Profiling a CMake Build

Author: thothonegan
Tags: c++ cmake makefile profiling

It is pretty hard to profile a build system to see where compile time is, especially for C++ since slowdowns generally involves either templates or extra header files.

Assuming you've done things already such as using ninja, using multiple build jobs, and basic header hygine, it is hard to know where to optimize next.

So lets figure out a way to measure it using cmake's makefile generator. Roughly, we just want to see what specific compiles are taking longer, so we can look at the headers used and optimize those specifically, instead of guessing and spending hours with almost no effect (like i did).

First generate the build with cmake.
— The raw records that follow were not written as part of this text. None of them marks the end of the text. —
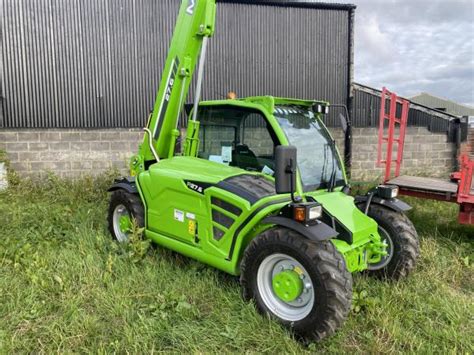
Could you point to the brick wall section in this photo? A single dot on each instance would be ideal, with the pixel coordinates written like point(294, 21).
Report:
point(425, 153)
point(70, 153)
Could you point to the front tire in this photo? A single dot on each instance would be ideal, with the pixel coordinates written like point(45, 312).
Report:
point(124, 209)
point(313, 308)
point(403, 247)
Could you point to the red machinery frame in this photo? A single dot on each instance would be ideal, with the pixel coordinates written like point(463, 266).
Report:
point(464, 195)
point(466, 191)
point(393, 121)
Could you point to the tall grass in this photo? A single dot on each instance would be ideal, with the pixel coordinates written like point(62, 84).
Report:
point(66, 286)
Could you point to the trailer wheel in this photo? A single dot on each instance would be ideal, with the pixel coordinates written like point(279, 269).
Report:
point(124, 207)
point(303, 284)
point(402, 240)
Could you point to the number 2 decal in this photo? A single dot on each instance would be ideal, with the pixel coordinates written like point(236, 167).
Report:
point(190, 9)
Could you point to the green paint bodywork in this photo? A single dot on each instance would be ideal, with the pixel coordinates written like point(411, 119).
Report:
point(180, 218)
point(287, 285)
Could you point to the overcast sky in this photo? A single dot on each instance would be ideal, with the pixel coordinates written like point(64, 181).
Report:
point(414, 46)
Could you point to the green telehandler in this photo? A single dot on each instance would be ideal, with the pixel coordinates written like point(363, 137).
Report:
point(258, 190)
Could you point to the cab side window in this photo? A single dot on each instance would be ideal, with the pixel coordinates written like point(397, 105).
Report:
point(257, 144)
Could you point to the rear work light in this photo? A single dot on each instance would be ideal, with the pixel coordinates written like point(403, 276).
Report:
point(387, 191)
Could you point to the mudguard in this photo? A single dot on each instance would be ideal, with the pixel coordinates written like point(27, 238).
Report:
point(127, 184)
point(393, 203)
point(317, 232)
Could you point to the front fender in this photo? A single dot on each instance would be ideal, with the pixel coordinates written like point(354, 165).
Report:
point(393, 203)
point(317, 232)
point(127, 184)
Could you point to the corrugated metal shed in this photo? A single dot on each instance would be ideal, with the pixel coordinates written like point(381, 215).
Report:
point(448, 106)
point(97, 63)
point(366, 111)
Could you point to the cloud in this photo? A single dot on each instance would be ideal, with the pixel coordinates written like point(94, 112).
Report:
point(414, 46)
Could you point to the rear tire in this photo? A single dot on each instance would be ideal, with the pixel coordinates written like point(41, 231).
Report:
point(124, 204)
point(401, 236)
point(321, 265)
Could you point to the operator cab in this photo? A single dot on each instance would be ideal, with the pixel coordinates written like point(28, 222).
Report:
point(243, 137)
point(238, 137)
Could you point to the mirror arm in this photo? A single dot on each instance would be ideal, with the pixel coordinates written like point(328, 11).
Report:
point(291, 170)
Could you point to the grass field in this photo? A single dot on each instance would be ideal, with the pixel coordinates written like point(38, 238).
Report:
point(66, 286)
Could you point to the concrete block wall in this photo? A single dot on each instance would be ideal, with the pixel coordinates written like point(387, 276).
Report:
point(71, 153)
point(68, 153)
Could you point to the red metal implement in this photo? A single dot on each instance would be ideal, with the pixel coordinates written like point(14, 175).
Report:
point(391, 139)
point(466, 191)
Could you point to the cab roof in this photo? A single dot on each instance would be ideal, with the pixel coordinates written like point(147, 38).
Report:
point(262, 102)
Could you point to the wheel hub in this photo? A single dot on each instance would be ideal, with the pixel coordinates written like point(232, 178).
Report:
point(125, 223)
point(287, 285)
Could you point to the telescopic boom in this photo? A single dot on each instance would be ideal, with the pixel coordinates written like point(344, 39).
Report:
point(195, 24)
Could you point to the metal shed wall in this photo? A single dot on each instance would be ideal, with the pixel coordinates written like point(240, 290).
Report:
point(366, 111)
point(97, 63)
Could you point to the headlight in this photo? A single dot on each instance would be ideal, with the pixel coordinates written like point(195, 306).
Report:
point(307, 212)
point(315, 212)
point(387, 191)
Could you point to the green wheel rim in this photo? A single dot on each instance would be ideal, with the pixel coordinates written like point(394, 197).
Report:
point(122, 223)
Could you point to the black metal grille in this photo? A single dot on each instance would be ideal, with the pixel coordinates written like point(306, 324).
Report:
point(226, 206)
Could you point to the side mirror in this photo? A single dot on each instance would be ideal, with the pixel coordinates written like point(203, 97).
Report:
point(343, 120)
point(285, 169)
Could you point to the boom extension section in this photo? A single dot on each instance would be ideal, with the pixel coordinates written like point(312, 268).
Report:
point(195, 22)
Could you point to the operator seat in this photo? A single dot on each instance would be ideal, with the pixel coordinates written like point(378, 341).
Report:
point(244, 158)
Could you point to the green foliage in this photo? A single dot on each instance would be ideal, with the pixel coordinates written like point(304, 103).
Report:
point(66, 286)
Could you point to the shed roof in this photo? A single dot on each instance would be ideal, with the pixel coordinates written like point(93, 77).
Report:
point(297, 3)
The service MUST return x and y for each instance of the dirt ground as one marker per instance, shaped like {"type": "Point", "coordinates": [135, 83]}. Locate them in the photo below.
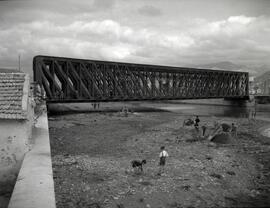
{"type": "Point", "coordinates": [91, 155]}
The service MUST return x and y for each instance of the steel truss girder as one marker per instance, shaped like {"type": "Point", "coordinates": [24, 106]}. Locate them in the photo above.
{"type": "Point", "coordinates": [77, 80]}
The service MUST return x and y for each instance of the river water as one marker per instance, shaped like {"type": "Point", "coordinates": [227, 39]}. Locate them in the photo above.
{"type": "Point", "coordinates": [262, 110]}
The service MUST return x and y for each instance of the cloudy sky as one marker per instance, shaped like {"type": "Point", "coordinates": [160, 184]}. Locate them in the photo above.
{"type": "Point", "coordinates": [167, 32]}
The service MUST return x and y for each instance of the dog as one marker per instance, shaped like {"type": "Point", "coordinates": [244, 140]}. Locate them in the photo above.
{"type": "Point", "coordinates": [138, 164]}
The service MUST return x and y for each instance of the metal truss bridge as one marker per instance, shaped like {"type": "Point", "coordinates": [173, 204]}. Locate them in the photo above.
{"type": "Point", "coordinates": [77, 80]}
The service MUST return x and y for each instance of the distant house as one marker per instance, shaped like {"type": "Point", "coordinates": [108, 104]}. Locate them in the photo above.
{"type": "Point", "coordinates": [16, 119]}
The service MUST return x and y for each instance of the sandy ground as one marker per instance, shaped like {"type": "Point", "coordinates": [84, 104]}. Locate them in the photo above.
{"type": "Point", "coordinates": [91, 156]}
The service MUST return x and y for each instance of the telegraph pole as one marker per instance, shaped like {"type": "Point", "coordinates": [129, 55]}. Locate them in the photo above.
{"type": "Point", "coordinates": [19, 62]}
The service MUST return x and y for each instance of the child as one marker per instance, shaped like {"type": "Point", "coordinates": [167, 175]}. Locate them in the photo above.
{"type": "Point", "coordinates": [162, 159]}
{"type": "Point", "coordinates": [234, 130]}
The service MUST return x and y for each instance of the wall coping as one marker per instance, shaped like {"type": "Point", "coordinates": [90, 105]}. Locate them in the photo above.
{"type": "Point", "coordinates": [34, 187]}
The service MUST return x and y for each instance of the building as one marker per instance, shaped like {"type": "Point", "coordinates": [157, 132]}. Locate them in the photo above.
{"type": "Point", "coordinates": [16, 122]}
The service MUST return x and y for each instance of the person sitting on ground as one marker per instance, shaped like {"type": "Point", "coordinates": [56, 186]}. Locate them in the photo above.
{"type": "Point", "coordinates": [234, 130]}
{"type": "Point", "coordinates": [162, 160]}
{"type": "Point", "coordinates": [197, 120]}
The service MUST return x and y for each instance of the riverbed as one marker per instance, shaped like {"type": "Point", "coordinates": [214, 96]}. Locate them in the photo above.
{"type": "Point", "coordinates": [91, 154]}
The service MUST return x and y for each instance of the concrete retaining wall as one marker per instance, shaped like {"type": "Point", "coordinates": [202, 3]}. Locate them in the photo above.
{"type": "Point", "coordinates": [34, 187]}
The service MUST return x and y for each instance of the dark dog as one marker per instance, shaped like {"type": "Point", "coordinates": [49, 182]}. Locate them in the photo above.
{"type": "Point", "coordinates": [138, 164]}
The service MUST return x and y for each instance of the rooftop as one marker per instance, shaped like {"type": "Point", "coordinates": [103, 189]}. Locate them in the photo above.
{"type": "Point", "coordinates": [12, 96]}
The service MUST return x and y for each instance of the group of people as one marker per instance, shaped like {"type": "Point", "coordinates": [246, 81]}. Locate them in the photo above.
{"type": "Point", "coordinates": [196, 125]}
{"type": "Point", "coordinates": [164, 154]}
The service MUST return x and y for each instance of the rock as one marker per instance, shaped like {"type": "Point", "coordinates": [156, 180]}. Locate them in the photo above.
{"type": "Point", "coordinates": [225, 127]}
{"type": "Point", "coordinates": [223, 138]}
{"type": "Point", "coordinates": [218, 176]}
{"type": "Point", "coordinates": [230, 172]}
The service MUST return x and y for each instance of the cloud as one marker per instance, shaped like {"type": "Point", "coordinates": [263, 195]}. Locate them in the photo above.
{"type": "Point", "coordinates": [236, 38]}
{"type": "Point", "coordinates": [149, 11]}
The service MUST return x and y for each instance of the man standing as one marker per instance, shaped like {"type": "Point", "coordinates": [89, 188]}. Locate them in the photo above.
{"type": "Point", "coordinates": [162, 160]}
{"type": "Point", "coordinates": [234, 130]}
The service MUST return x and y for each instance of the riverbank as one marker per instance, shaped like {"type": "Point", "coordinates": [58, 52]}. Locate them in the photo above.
{"type": "Point", "coordinates": [91, 156]}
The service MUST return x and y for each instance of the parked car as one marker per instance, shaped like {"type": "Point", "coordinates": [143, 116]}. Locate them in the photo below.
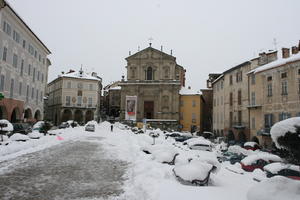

Only important part is using the unix makefiles generator (which is default if unspecified) and whatever other options you need for your build.

cmake "$HACKERGUILD/Repo/Wolf"
    -DCMAKE_BUILD_TYPE="Debug"
    -DCMAKE_EXPORT_COMPILE_COMMANDS=YES

Then we need to alter the generated makefiles so we can measure it.

First, create a file called rusage in your home directory [or somewhere] and mark it executable. This file will act like a shell and use GNU time to measure every command going through it in a specific format.

It contains: (thanks to http://alangrow.com/blog/profiling-every-command-in-a-makefile )

#!/bin/sh
exec time -f 'rc=%x elapsed=%e user=%U system=%S maxrss=%M avgrss=%t ins=%I outs=%O minflt=%R majflt=%F swaps=%W avgmem=%K avgdata=%D argv="%C"' "$@"

Now we need to update the makefiles cmake wrote to use it

find . -type f -print0 | xargs -0 sed -i 's@SHELL = /bin/sh@SHELL = ${HOME}/rusage /bin/sh@'

And last, we turn off cmake updating the build system so it doesnt overwrite our changes. You'll want to trash the build dir when you're done anyways.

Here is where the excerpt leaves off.